‘L’esprit de la prophétie dans le yoga et chez Thérèse d’Avila’ (T A)
Notes d’une conférence du Dr Lwiis Saliba sur Zoom Mercredi 06/10/2021
Les pouvoirs miraculeux
Connaître le passé et le futur
Parmi les capacités miraculeuses mentionnées par Patanjali se trouve la capacité du yogi à connaître le passé immémorial et le futur proche et lointain, ou à voir les deux. Dans son chemin spirituel, il atteint le sanctuaire des capacités surnaturelles des Siddhis.
Mécanisme de la connaissance de l’avenir
Dans le troisième chapitre (le chapitre sur les capacités paranormales), Patanjali cite un sutra qui donne au yogi la capacité de connaître le passé et le futur. Il dit (Sutra 3/16) : « Le Samyama sur le triple changement produit la connaissance du passé et du futur ».
Le Samyama a été mentionné précédemment et Patanjali lui-même en présente une définition au début du troisième chapitre.
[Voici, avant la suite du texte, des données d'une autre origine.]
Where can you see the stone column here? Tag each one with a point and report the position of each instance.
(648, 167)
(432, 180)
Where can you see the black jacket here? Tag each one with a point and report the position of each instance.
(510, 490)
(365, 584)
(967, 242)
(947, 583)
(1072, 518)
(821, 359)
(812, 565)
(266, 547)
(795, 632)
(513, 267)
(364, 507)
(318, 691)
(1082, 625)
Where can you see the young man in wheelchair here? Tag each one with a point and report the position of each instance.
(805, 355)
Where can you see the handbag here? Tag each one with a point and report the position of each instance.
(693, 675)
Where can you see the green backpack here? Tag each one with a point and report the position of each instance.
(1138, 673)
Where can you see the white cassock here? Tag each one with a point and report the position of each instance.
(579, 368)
Il dit (Sutra 3/4) : « Le Samyama (contrôle complet) est l’unification des trois (concentration, méditation et absorption) sur un seul objet ».
Les yogis ont expliqué ce verset comme suit : ‘Les trois, c’est-à-dire la concentration, la contemplation et le samadhi. Se concentrer sur une vue conduit à la contemplation et à révéler un niveau plus subtil de ce but. Cela conduit à son tour au samadhi où l’objet est dépourvu de sa forme délicate et il ne reste que son visage nu.
Il s’agit d’un contrôle complet de l’objectif. Et si le but de la contemplation est le contemplateur lui-même, alors dans les niveaux les plus profonds de la contemplation, il est dépourvu de sa forme délicate, ce qui signifie que le contemplateur, dans l’unité du connaisseur, du connu et de la connaissance, ne conserve que son visage abstrait, donc que l’Absolu, là où l’essence de toute âme, se manifeste’.
Ceci, en bref, est le Samyama, alors c’est quoi le triple changement ? C’est l’ensemble des changements d’état, des caractéristiques et des symptômes. Au début, le yogi essaie de fixer sa pensée sur un seul objet jusqu’à ce qu’il réussisse à unir son esprit et l’objet et cela, seulement pour découvrir que les deux sont d’une même essence. De cette façon, les éléments et objets des sens perdent leurs formes extérieures et le yogi connaît leurs caractéristiques et aspects.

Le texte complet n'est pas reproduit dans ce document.